Sermos dispensados como se fôssemos uma simples folha de papel que vai para o lixo, apenas e exclusivamente por razões económicas é frustrante, porque mesmo não sendo o teu trabalho, o teu profissionalismo, o teu talento que está em causa, acabas sempre por germinar uma pequena dúvida acerca de ti próprio: será que o defeito é meu? E não, não é. E hoje eu compreendo isto. Compreendo que cometo erros, que tenho muito que aprender, mas também tenho a humildade de assumir que sou boa naquilo que faço e é o empregador quem fica a perder.
Já passei por alguns locais de trabalho na área da comunicação, quer enquanto jornalista, quer enquanto assessora, mas sempre a prazo. E no final há lágrimas, e gritos de guerra quanto à injustiça, mas é assim a realidade empresarial de hoje. Quem está no topo não quer saber de quem está cá em baixo e luta para que o projecto resulte e tenha sucesso. Somos mais um € ao invés de pessoas. Além disso, a crise é a desculpa, esfarrapada, para tudo! Estão em lay off? É a crise. Foi despedido? É a crise. Têm salários em atraso? É a crise. A crise, a crise, a crise... É um excelente bode expiatório para decisões rápidas é certo, mas nada justas nem racionais.
2 comentários:
Também eu li as palavras do Arrumadinho e como elas fazem ainda tanto, mas tanto sentido...

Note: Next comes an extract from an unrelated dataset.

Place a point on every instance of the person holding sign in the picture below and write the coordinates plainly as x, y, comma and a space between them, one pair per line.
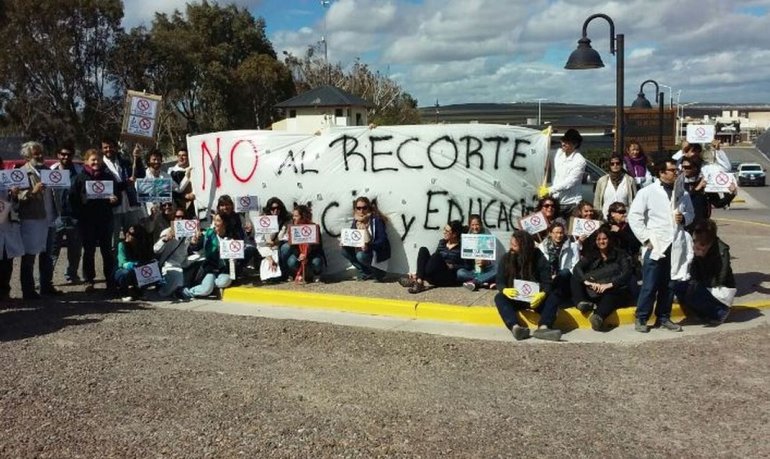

Como tu dizes, a crise é a desculpa ideal para tudo, para atrasos nos pagamentos, para não se investir em novas contratações...
Para quando um futuro mais ridonho? Parece muito longe, mas, até lá, só nos resta continuar a lutar!
O segredo é viver um dia de cada vez e não baixar os braços, nunca! Há dias maus, em que nos apetece dizer mal de tudo e de toda a gente, pois que o façamos, mas que não nos deixemos conduzir por isso.
No momento a seguir, é limpar as lágrimas, erguer a cabeça e continuar. Se não fazemos por nós, quem o fará?